Bug 107769

Summary: spell checking should normalize data first
Product: LibreOffice Reporter: martin_hosken
Component: LinguisticAssignee: Not Assigned <libreoffice-bugs>
Status: NEW ---    
Severity: enhancement    
Priority: medium    
Version: 5.4.0.0.alpha1+   
Hardware: All   
OS: All   
Whiteboard:
Crash report or crash signature: Regression By:
Bug Depends on:    
Bug Blocks: 96000    

Description martin_hosken 2017-05-11 11:05:45 UTC
Words to be spell checked should be converted to NFKC first so that spell checking dictionaries don't need to hold all forms (NFD, NFC, mixed) of a word.

I'm going to sketch my thoughts on how to do it here in case I can't get back to the bug for a while.

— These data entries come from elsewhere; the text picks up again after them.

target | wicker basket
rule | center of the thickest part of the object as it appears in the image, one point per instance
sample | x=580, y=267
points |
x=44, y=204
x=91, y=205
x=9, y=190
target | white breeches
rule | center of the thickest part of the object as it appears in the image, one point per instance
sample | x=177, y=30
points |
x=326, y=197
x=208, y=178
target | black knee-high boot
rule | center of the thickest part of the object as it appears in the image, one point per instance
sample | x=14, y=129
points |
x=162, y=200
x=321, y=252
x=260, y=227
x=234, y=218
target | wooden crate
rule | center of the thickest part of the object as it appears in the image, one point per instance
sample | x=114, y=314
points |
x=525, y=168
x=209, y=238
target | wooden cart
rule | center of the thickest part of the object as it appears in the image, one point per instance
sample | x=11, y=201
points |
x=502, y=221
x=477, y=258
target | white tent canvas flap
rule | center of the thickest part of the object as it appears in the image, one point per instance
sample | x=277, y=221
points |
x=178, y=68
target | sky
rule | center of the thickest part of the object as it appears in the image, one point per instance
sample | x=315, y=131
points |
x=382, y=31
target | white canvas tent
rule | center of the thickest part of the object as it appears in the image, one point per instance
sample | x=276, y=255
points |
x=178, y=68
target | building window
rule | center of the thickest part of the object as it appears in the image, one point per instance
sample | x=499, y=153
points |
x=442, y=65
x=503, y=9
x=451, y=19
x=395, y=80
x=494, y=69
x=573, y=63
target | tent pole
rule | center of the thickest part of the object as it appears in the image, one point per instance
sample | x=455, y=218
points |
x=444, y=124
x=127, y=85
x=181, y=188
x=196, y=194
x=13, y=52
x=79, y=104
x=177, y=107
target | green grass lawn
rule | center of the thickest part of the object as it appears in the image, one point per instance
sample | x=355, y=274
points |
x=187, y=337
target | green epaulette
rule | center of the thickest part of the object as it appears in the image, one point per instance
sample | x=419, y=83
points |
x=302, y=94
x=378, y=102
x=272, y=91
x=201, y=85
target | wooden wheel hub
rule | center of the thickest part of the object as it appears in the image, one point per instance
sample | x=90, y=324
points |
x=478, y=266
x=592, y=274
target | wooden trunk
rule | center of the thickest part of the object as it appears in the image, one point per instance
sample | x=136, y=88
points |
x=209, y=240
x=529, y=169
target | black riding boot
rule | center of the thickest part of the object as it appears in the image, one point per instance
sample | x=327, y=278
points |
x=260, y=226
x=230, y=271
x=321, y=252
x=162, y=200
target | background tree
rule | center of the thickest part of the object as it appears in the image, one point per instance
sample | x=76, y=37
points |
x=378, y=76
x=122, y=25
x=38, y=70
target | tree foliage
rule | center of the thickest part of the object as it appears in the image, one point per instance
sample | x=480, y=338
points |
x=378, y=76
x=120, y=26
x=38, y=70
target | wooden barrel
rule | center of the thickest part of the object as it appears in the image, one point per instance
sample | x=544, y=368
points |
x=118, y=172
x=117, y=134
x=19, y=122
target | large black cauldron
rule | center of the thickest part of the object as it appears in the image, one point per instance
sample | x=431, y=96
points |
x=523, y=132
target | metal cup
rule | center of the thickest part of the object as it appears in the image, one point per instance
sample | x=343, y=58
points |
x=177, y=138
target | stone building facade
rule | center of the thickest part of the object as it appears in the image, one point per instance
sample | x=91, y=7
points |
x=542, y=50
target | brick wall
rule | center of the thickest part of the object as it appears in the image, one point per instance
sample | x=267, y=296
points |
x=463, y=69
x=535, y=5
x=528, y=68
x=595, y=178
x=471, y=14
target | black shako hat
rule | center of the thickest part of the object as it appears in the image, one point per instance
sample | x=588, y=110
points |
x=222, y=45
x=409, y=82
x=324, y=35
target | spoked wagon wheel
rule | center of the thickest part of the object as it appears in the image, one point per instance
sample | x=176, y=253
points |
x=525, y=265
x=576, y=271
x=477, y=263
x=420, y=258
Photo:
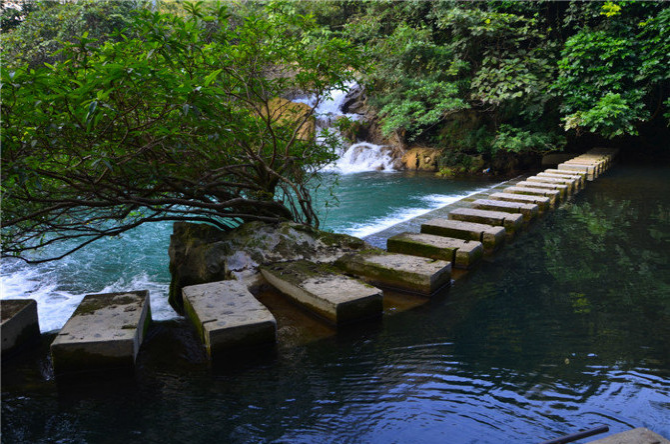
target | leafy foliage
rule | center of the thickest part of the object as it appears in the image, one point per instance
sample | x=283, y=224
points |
x=172, y=118
x=547, y=70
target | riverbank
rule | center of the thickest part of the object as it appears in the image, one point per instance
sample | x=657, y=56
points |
x=565, y=330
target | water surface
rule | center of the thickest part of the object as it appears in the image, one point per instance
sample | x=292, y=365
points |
x=567, y=329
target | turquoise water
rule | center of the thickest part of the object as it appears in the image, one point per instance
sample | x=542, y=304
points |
x=566, y=329
x=368, y=202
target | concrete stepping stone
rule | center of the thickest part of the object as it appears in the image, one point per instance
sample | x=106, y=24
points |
x=398, y=271
x=559, y=180
x=578, y=179
x=553, y=195
x=461, y=253
x=227, y=316
x=528, y=211
x=326, y=292
x=491, y=237
x=510, y=221
x=590, y=170
x=542, y=202
x=561, y=188
x=20, y=325
x=598, y=164
x=105, y=332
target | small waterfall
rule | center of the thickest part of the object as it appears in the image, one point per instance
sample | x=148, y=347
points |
x=363, y=156
x=358, y=157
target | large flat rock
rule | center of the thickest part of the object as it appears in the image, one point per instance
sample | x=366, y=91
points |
x=542, y=202
x=105, y=331
x=510, y=221
x=461, y=253
x=323, y=290
x=639, y=435
x=553, y=195
x=527, y=210
x=398, y=271
x=227, y=316
x=491, y=237
x=576, y=183
x=20, y=325
x=563, y=189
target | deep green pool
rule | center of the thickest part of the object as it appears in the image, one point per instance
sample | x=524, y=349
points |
x=568, y=328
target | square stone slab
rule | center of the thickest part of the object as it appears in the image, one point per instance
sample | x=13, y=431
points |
x=20, y=325
x=105, y=331
x=399, y=271
x=461, y=253
x=326, y=292
x=492, y=237
x=527, y=210
x=511, y=221
x=540, y=201
x=227, y=316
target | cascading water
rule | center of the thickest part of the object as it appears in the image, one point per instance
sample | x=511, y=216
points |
x=358, y=157
x=139, y=260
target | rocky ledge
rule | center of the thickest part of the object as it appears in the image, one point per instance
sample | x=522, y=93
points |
x=201, y=253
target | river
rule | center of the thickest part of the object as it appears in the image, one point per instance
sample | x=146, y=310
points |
x=566, y=329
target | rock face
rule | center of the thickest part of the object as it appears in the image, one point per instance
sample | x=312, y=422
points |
x=227, y=316
x=325, y=291
x=201, y=253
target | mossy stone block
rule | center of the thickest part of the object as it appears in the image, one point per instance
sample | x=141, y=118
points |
x=227, y=316
x=105, y=332
x=399, y=271
x=20, y=325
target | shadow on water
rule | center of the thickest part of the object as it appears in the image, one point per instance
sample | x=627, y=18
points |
x=567, y=328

Anyone want to take it further?

In SpellChecker::GetSpellFailure in lingucomponent/source/spell/sspellimpl.cxx, rather than doing a poor man's hand created NFK into nWord, start with an nWord created something like:

icu::UnicodeString rIn(reinterpret_case<const UChar *>(rWord.getStr()), rWord.getLength());
icu::UnicodeString normal;
UErrorCode rCode;
icu::Normalizer(rIn, UNORM_NFKC, normal, rCode);
OUString nWord(U_SUCCESS(rCode) ? OUString(reinterpret_case<Sal_Unicode *>(normal.getBuffer()), normal.length()) : OUString());

then use nWord instead of rWord for the rest of the function.

Need to find a test for this.
Comment 1 Buovjaga 2017-05-12 17:49:58 UTC
Ok -> NEW